L’élément reproducteur des cryptogames s’appelle une spore. Il n’est pas sans offrir quelque analogie avec la graine des phanérogames ; mais il s’en distingue en ce qu’il peut donner naissance à des individus entièrement dissemblables de ceux qui les ont produits ; aussi les botanistes se sont-ils maintes fois mépris dans la classification de ces générations d’aspects variés[1]. Indépendamment de ces bizarreries, les algues présentent des modes de reproduction fort divers. On peut même dire que chaque famille se distingue par quelque particularité spéciale ; toutefois il existe un phénomène général non-seulement chez les algues, mais encore chez la plupart des cryptogames, et qui mérite une attention particulière : c’est la faculté de se mouvoir qui caractérise leurs spores.

La raison de ces mouvemens est demeurée jusqu’ici inconnue. Faut-il, avec les représentans d’une école qui n’admet dans la nature que des causes et que des effets nécessaires, y voir le résultat d’actions purement dynamiques, ou bien, avec les partisans d’un système opposé, y reconnaître les manifestations d’une vie qui, sur le seuil d’un règne et comme emportée par sa jeune énergie, dépasse le but, puis hésite, recule et finit par reprendre sa place naturelle dans l’échelle des êtres ?

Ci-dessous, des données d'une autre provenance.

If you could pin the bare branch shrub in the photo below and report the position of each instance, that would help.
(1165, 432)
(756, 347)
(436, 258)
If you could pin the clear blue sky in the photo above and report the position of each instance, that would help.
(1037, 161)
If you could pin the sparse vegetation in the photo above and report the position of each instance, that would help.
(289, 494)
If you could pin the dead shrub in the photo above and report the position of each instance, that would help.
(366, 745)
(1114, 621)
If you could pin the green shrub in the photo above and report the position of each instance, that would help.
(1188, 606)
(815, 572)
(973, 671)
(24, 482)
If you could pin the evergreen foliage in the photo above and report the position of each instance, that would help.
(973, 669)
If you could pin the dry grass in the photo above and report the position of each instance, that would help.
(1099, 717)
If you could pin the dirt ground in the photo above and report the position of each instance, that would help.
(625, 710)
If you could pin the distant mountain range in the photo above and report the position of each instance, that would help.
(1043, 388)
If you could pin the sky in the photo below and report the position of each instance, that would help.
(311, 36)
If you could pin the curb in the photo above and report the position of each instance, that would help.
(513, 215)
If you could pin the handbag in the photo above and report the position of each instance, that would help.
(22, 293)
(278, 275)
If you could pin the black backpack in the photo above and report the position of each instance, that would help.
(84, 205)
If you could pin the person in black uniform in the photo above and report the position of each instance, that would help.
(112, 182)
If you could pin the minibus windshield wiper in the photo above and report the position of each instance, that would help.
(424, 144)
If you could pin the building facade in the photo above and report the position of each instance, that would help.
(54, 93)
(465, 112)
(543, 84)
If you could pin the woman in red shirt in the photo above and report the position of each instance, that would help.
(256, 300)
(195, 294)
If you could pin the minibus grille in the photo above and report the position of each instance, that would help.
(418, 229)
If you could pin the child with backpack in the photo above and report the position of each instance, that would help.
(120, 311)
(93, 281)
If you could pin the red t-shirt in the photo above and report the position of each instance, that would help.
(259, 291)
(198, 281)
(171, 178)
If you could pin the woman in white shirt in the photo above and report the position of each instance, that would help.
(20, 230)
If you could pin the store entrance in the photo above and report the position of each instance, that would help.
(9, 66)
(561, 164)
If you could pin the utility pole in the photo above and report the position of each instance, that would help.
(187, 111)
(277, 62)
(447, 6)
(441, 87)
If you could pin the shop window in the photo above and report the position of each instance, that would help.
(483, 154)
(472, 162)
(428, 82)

Remettons à plus tard la réponse, car elle est difficile et d’autant plus ardue que le problème, déjà suffisamment obscur, se complique encore dans une certaine famille d’algues auxquelles on a donné le nom d’oscillaires. Nous avons vu que la faculté de se mouvoir, essentiellement transitoire chez les autres familles, ne se manifeste que par les évolutions de la spore. Il en est tout autrement chez les

  1. Un fait remarquable passé à l’état de loi et qui domine tous les phénomènes de germination chez les cryptogames, c’est qu’une espèce quelconque présente dans sa jeunesse les caractères de l’espèce inférieure. Toute mousse qui germe, par exemple, ressemble à une conferve, et la fougère naissante rappelle l’hépatique adulte. Sans chercher à exagérer l’importance de ce fait biologique, l’on ne peut s’empêcher d’y voir un argument de plus en faveur de la doctrine de l’enchaînement des êtres et de la solidarité ou connexion des séries.